Contig Binning

In order to characterize microbial communities, it is key to resolve their composition, diversity and function. With recent advancements in sequencing techniques, whole metagenome shotgun sequencing is becoming standard in metagenomics. Because the output of this technique is a mixture of short DNA fragments belonging to various genomes, computational algorithms for clustering of related sequences are necessary. This approach is globally referred to as sequence binning, and it facilitates downstream analysis steps including: retrieval of metabolic and marker genes; core genome and housekeeping genes analysis; MLST, MLSA and phylogenetic analysis; rRNA and probe design; metagenome re-assembly.
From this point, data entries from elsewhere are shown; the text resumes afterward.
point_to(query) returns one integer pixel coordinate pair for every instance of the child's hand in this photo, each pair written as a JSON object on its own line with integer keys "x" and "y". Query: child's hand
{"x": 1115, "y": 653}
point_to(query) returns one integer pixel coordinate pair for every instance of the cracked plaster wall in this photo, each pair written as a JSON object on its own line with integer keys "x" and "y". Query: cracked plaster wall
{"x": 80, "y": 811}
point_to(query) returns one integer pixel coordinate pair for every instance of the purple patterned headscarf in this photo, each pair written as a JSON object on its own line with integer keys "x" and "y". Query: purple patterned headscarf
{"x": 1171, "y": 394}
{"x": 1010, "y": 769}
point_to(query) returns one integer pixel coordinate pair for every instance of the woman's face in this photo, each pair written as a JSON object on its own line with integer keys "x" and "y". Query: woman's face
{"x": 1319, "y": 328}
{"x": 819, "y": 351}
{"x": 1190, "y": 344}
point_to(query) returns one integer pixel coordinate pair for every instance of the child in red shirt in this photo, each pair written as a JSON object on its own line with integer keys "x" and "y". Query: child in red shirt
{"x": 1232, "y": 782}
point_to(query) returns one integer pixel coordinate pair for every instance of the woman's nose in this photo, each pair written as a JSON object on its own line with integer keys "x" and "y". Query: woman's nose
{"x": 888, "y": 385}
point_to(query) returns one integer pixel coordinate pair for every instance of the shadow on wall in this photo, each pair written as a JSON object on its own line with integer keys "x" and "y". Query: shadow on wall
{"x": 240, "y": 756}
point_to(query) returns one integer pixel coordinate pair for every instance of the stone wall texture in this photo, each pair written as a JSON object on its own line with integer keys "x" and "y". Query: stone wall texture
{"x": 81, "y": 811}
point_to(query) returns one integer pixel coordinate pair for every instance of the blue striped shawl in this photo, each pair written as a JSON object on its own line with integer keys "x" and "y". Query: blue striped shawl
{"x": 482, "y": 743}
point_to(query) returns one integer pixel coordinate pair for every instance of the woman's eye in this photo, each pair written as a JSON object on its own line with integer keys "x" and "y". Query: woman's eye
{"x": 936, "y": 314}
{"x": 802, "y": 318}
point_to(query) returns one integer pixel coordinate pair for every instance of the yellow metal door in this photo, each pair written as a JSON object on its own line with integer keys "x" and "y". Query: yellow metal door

There are two types of binning methods: a) taxonomy dependent and b) taxonomy independent. The first is implemented here through the Bin Pangenomes by Taxonomy tool and the second via the Bin Pangenomes by Sequence tool [Sedlar et al., 2017]. The performance of approach a) is limited to the completeness of an existing database, whereas approach b) usually suffers from a lack of precision. In order to leverage the full strength of the two approaches a combined analysis is encouraged. The template workflow QC, Assemble and Bin Pangenomes (QC, Assemble and Bin Pangenomes) facilitates this as it employs both methodologies to generate lists of contigs of assembled, binned contigs.